Are your pistons in new condition? Are they chromed? If so, they shouldn't adhere to the seal enough to pull them back.
Have you pushed the pistons out further than normal and then pressed them back only enough to get the caliper over the disc again? They may still stick there but shouldn't pull back past the 'zero' point and with use should free up on the piston unless the piston is grotty or corroded.
In some of the race cars we have real trouble getting the pistons to stay out near the rotors, but that is because of pad kick back from excessive end float on bearings/axles, not your problem as I take it we aren't talking about something you experienced in driving?
wspohn wrote:
Are your pistons in new condition? Are they chromed? If so, they shouldn't adhere to the seal enough to pull them back.
Have you pushed the pistons out further than normal and then pressed them back only enough to get the caliper over the disc again? They may still stick there but shouldn't pull back past the 'zero' point and with use should free up on the piston unless the piston is grotty or corroded.
In some of the race cars we have real trouble getting the pistons to stay out near the rotors, but that is because of pad kick back from excessive end float on bearings/axles, not your problem as I take it we aren't talking about something you experienced in driving?

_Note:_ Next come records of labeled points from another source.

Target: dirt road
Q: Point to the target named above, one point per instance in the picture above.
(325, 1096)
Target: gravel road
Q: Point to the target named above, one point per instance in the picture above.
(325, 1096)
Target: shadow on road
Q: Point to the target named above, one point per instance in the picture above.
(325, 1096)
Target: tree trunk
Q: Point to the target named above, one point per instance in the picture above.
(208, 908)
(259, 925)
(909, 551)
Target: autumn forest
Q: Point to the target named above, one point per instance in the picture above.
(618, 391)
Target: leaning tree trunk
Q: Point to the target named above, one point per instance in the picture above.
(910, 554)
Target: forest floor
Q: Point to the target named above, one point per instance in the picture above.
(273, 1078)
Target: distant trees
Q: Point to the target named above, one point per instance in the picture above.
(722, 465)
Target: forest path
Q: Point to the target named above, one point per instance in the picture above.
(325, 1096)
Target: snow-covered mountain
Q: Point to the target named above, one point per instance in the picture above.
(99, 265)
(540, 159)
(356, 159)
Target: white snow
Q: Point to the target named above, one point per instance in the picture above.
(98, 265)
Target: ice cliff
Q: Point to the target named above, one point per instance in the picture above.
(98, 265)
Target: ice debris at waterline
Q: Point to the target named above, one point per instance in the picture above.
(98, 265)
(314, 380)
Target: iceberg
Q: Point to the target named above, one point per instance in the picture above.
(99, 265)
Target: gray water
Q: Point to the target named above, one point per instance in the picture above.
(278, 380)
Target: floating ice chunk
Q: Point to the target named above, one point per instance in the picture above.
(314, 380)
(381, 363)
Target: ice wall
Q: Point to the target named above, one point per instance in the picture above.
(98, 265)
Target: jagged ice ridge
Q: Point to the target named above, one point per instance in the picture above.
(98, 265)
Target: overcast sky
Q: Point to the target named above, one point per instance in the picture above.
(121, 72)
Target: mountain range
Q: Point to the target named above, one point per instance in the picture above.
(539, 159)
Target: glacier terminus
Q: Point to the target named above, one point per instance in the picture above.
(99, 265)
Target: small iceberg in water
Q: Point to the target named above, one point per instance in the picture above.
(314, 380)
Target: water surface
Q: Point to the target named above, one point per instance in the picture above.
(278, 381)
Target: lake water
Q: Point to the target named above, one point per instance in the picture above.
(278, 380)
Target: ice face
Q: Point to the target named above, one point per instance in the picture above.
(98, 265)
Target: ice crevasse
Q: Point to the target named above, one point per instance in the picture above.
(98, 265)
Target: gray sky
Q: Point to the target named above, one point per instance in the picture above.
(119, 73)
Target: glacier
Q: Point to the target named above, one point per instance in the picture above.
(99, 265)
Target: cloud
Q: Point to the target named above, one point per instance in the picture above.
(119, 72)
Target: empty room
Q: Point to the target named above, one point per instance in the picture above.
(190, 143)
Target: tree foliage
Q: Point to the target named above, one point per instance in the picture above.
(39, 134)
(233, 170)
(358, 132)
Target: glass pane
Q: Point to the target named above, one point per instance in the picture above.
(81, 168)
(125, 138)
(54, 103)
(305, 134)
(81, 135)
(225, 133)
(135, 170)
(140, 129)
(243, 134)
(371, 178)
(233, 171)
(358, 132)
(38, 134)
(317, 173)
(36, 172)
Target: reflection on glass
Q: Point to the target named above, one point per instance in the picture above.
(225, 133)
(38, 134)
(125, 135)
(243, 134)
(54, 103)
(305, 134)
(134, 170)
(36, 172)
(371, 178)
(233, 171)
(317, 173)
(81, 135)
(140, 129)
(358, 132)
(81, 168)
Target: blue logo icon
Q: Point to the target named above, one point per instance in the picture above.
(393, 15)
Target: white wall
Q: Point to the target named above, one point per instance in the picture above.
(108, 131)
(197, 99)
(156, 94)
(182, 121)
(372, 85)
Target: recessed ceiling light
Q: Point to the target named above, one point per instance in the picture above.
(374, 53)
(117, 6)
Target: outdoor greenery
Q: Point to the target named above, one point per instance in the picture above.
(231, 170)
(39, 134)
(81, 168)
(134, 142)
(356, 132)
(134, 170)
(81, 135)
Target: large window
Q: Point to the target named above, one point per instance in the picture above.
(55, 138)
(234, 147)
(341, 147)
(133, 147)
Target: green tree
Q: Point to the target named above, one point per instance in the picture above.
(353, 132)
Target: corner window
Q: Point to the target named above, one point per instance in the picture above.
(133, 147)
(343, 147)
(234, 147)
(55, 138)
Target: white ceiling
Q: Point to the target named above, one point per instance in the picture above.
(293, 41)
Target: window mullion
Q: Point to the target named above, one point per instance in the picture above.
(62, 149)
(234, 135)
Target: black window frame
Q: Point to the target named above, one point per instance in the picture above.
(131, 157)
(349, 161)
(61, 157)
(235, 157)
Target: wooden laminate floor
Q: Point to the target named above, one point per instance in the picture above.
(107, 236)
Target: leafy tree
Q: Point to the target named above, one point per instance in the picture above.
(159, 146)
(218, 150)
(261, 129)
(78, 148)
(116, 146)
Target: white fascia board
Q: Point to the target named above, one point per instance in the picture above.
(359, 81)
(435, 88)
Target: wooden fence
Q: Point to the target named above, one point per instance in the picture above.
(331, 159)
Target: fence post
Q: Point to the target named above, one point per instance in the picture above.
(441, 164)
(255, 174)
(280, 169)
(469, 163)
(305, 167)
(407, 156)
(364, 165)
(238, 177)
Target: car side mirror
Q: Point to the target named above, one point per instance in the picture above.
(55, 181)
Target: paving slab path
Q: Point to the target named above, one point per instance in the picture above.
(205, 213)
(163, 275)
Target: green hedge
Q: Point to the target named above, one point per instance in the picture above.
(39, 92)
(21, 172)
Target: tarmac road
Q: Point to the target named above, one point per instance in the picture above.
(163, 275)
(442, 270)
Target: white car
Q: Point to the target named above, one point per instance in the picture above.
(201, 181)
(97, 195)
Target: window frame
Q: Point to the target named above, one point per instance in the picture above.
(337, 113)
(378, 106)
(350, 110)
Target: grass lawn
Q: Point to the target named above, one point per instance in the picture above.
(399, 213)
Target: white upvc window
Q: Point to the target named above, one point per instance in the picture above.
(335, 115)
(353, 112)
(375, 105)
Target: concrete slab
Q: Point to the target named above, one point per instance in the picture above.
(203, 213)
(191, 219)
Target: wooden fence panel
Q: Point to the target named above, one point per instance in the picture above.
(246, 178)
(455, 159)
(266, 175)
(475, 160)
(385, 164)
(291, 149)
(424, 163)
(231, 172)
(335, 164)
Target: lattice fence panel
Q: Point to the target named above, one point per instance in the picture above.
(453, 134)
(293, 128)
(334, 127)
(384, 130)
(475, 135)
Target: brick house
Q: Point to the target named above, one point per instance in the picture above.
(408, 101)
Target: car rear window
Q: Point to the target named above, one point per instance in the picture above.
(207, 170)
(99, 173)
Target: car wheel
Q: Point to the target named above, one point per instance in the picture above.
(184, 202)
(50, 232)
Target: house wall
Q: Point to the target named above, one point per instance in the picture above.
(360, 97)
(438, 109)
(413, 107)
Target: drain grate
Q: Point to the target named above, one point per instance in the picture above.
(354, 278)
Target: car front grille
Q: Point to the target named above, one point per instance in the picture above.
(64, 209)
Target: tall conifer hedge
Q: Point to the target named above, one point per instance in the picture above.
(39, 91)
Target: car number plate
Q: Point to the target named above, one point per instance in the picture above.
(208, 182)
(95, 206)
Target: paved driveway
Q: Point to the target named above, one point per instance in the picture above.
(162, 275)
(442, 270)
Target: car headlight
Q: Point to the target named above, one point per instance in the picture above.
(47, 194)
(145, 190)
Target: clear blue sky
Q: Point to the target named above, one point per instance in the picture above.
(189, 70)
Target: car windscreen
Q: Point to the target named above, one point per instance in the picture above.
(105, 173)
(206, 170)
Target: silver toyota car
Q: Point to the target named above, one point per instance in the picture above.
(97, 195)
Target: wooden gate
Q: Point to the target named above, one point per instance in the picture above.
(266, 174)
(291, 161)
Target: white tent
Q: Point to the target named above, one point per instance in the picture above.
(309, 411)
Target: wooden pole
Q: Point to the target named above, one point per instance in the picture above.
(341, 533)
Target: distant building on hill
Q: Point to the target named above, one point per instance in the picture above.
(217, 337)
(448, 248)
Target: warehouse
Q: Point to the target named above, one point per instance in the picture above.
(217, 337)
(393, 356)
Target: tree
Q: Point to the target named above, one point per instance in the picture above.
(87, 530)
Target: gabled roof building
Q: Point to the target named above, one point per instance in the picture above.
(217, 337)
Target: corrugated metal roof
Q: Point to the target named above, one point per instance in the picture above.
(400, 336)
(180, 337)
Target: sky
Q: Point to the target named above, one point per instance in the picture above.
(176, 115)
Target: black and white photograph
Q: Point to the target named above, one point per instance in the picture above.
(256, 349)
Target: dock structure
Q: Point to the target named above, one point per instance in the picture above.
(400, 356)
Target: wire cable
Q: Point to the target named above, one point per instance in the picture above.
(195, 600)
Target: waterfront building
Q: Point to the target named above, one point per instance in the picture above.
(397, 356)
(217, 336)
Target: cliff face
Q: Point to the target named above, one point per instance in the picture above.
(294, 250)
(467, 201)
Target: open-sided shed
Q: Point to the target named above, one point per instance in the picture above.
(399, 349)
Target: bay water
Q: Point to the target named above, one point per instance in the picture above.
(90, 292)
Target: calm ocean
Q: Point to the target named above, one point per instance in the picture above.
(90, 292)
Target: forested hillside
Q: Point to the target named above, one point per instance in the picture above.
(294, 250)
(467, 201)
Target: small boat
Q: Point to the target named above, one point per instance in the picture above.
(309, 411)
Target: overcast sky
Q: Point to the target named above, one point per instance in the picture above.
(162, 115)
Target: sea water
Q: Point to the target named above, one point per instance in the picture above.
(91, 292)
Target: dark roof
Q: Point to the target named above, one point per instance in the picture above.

You are correct, the car is up in the air and not being driven. The calipers were new when the car was first put together by someone else and the caliper piston look chromed and shiny, but this wouldn't be the first time I've gotten a faulty brake part from an advancedpepzone box.
I did rapidly pump the pedal with the LF caliper off the rotor and it eventually crept it's way out, I squeezed it back down with some channel-locks and it still behaves the same. The other calipers seem to be working fine, so now I just need to get this one identified and hopefully swapped out for free under warranty.
I wouldn't do anything until I'd driven the car. The calipers, when fresh, will draw the pistons back further than when the seals get old and harder, and most people push WAY too hard on the pedal sitting still, and think thats where the pedal will be driving.
Also- how much is the firewall flexing?
Streetwiseguy wrote:
Also- how much is the firewall flexing?
None, the brake pedal arm pivots on the frame rail under the floor. The floor pans are and firewall are plywood.
That is normal on a fresh rebuild of calipers. Drive it around, hold your foot on the pedal to get the calipers smoking hot. Should be better then. BTDT.